Films and Reality

     Most of the times we compliment films saying “It is damn realistic”. We compliment a film maker with the tag “realistic”. We compliment actors saying he gave a “realistic” performance. People often fail to distinguish between “real” and “realistic” and get worked up. The former is “what it is” and the latter is “trying to be real”.

      Recently I read a review of the film “Mayakkam Enna” which discussed how Selvaraghavan twists the world of reality and ideality. I was thinking about this, waiting for the train. One thing I felt is that people fail to understand that films are never real, they are just warped reality and it is not a mistake to be so.

    People get worked up and judge films if they are not depicted as what they are in the world we live in. In that review, the reviewer was pointing out a thing that “kumudam prints sleazy photos on cover photos and not wildlife photographs”. This is a classic example of what I am talking about. Films are just reality which is warped according to the whim and fancies of the film maker.

   The Film maker creates a world which has its own laws. It is just like a parallel universe, not everything that exist in reality should exist in his self created warped reality. He pretty much takes up the mantle of God. What we need to judge is whether all the characters follow the laws of the created world. But what we end up doing is questioning his judgment of laws he has built into to the movie like “Come on! There is no shit like Hogwarts or magic” or “What crap is this! A radioactive spider bit him and he gets super power instead of dying”. If you see things that way, you can never rightfully judge a film. It then boils down to the bias of the critic towards the film maker.

   Another point that I want to drive home is that reality is utterly boring. Come on! Think about it! Why would you want to live your day twice? That being set aside if people still want real films, “Nadunisi Naigal” is a good example for that. The film did not have any BG of any sort. That is pretty real, isn’t it? No one plays a music when you meet your love interest or plays the eerie violin when you are sad. Did you know, how the lack of BG made that film move at a snail pace apart from the freaky story of child abuse?

    Now hold that thought! Let us move on to the other vista of film making which many despise and think low of, the commercial movie. Why some people hate masala films? . A hero jumping over miles to hang by a train is what comes to my mind when I think of the laws of the world completely breaking down. That is a case where the film maker has failed to mold a character within the laws of his world. He never created a law that the protagonist was gifted with the special power of flight nor was he travelling via a cable towards the train.

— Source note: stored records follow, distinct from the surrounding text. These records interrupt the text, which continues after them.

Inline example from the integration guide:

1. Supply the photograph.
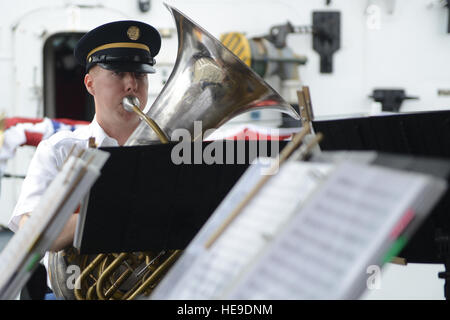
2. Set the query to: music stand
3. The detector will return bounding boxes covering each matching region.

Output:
[313,110,450,299]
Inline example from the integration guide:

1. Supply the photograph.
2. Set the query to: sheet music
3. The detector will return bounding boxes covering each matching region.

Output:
[229,163,445,299]
[0,150,109,299]
[151,162,446,299]
[153,162,331,299]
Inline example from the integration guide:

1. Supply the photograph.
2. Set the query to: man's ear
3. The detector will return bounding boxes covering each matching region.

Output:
[84,73,95,95]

   But then brushing things like that apart many people do enjoy masala films. They come to movie theatres to escape from reality and put themselves in the shoes of the protagonist and imagine doing stuff which they wouldn’t be able to do in real life. Those people just want films to be real, only to an extent that would allow themselves to connect to it. Looking down upon those kind of films and branding people who like them as non-intellectual is something I can never agree.

  Take MMKR or Vasool Raja for example, quadruplets really? really? MBBS? A fucking thug? Most of situations in that film hardly can ever happen and yet they are cult classics which everyone likes. It is not the realness which makes a film good but how well the film maker has created his world.

  People have turned more cynical, anything that is unlikely or rare is considered to be “Olu da machaan” or “Bakwas”. Do you know what the are odds of a sperm cell fertilizing the egg? What is the possibility of life in this universe? Yet we still reproduce. Yet there are life forms. But we always are cynical when the protagonist or the antagonist pulls off something unlikely.

  Be it a masala film or be it a non-masala film, everything has only that much reality built into them and only with varying degrees of it. The more you try to make the film real the more difficult it gets for you, to make it interesting. In my opinion there is no need for a film maker to depict reality as it is, it is just his version of reality and they are bad films only when the laws of its world contradict and break down.